Since this nice little puzzle is fresh in my mind, and I want to waste 20 minutes before quitting work for the weekend, I can go through the thought processes I used to solve it. My wife likes logic puzzles more than I do, so maybe I’ll give it to her to chew on over the weekend.

It took me about 20 minutes to solve, I’m certain that’s not a record, but I did the logical thing first and charted all the coin-flips, guesses, and winning scenarios, looking for a pattern among the losing scenarios. At the end of that time I said to myself, “okay, any random choice will cause them to lose 25% of the time.”

But then I looked at the problem differently. Alice and Bob each have two choices on what to say, Heads or Tails. Does it matter what they say if they based their decision on the coin flip they did see? Well, I thought, it might if they make their decision after they see how the coin flipped (I didn’t know how at that point), but it certainly wouldn’t if they made their decision prior to the coin flip. I had to go back a re-read the puzzle at that point, and noticed that the puzzle explicitly said they gave their response

afterthe coin flip was witnessed. So the key was somehow related to witnessing the coin flip.So what were the options for Alice and Bob? They could always predict the other’s flip was the same as their own, or always predict it as opposite from their own. Or, maybe, there was a much more complex strategy, maybe one day pick their own and another day pick the opposite. I felt that was unlikely as the solution was mentioned to elegant, but I didn’t completely discount it either. What’s elegant to Mano may seem very complex to me. However, on some reflection I rejected a more complex strategy because without knowledge passing between Alice and Bob, the coins would align properly with the wrong choice.

It wasn’t hard to see that if both Alice and Bob chose the same strategy of predicting the same as the coin they could see, there would be a case where they both were wrong (Alice sees heads and predicts Bob’s coin shows heads while Bob sees tails and predicts Alice’s coin shows tails). The same applies to them predicting the opposite of the coin they saw flipped. Which left the strategy of one always picking the same as the coin they saw flipped, and the other always picking the opposite. Running that strategy through my logic table showed that while there are some winning combinations which are missed with that strategy, there were no losing combinations.

It does appear to me that as long as they are not executed there is one piece of information which does pass between Alice and Bob every day. They know at least one of them guessed correctly. But I couldn’t figure out how that would have any bearing on their strategy, but maybe someone else can figure out a complex strategy using that information.

And now I’ve completed my nine hours here at work, and I feel comfortable going home. Happy Weekend!

consciousness razor says

There’s really a whole class of solutions. A nice and simple one is that Alice guesses that they’re the same while Bob guesses that they’re different (or vice versa). But they could also have a strategy in which they swap roles every other day … or all sorts of other variations like that, as it’s totally irrelevant how they go about determining what they’re going to do, what information they may use for that purpose, etc. For another example, Alice could say they’re the same only when the number times they’ve guessed a coin toss is prime, while Bob does the opposite.
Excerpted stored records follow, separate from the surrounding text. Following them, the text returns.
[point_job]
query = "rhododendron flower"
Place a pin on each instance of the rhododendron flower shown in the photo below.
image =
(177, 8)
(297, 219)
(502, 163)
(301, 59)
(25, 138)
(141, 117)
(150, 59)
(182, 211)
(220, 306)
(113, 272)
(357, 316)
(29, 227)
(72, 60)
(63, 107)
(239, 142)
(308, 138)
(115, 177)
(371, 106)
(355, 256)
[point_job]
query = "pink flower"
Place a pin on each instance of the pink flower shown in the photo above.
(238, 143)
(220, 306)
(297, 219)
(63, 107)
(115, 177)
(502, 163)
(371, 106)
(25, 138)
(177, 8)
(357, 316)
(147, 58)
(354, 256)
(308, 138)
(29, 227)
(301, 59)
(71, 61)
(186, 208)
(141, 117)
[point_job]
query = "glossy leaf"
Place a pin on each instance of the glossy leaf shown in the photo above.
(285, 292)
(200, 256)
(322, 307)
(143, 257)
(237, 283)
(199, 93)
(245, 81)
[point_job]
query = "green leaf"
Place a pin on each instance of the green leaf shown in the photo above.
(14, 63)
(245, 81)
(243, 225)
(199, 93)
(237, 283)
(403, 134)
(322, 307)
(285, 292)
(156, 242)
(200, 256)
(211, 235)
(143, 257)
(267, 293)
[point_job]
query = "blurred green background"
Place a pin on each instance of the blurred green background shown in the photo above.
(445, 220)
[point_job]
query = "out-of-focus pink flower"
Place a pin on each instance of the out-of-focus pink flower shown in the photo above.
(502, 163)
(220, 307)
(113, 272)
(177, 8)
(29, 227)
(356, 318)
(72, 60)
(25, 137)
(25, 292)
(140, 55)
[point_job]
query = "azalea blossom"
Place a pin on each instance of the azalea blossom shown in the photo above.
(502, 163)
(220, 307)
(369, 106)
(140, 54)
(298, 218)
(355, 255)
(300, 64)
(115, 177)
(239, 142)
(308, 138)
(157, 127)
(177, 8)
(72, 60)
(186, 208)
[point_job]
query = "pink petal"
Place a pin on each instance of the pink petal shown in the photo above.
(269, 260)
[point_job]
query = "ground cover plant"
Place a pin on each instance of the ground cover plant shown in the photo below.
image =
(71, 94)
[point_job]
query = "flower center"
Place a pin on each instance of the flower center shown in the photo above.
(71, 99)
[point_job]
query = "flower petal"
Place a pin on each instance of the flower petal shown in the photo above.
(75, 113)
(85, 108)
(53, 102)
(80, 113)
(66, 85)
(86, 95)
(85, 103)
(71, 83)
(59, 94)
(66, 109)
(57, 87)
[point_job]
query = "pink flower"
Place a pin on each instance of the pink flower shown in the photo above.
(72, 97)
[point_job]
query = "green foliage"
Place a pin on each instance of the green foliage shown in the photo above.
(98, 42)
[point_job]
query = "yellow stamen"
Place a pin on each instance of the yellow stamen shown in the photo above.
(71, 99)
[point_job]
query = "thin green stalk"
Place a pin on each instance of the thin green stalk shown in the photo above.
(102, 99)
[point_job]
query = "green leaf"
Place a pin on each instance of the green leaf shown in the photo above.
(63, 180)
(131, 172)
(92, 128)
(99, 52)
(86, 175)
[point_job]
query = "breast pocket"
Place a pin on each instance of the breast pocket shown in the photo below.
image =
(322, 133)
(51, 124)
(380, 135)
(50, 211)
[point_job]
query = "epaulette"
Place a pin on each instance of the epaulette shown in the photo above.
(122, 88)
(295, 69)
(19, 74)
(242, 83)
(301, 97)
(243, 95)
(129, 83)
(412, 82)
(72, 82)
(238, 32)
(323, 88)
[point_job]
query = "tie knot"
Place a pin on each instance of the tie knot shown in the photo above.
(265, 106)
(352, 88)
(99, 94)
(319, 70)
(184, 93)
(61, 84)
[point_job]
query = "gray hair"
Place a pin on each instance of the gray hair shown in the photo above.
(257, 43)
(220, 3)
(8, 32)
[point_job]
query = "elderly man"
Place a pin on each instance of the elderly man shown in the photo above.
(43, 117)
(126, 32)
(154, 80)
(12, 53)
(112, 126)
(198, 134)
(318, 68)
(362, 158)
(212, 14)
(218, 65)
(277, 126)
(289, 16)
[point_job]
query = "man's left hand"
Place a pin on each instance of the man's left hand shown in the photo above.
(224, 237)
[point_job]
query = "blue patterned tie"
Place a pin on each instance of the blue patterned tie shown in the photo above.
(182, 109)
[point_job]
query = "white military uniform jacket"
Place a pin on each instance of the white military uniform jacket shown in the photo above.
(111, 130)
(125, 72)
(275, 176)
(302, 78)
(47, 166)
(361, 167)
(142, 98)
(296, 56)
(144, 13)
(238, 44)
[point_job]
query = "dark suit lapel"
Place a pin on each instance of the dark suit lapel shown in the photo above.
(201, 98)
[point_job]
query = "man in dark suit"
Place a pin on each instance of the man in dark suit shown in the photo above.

Or it could be when the number of Saturday coin tosses is divisible by 5, or whatever you like really.

Of course, making it more complicated runs the risk of them forgetting what they’re supposed to do for any given coin toss. But if we’re allowed to simply give a strategy and assume they will carry it out perfectly, the important thing is just that they somehow conspire to pick “same outcome” and “different outcome” every time, because one of those must be correct.

consciousness razor says

Well, I said it “must” be so, but let’s hope a coin never lands on its edge. If that ever happened, perhaps everyone will be so thoroughly surprised by it that the prisoners can make their escape.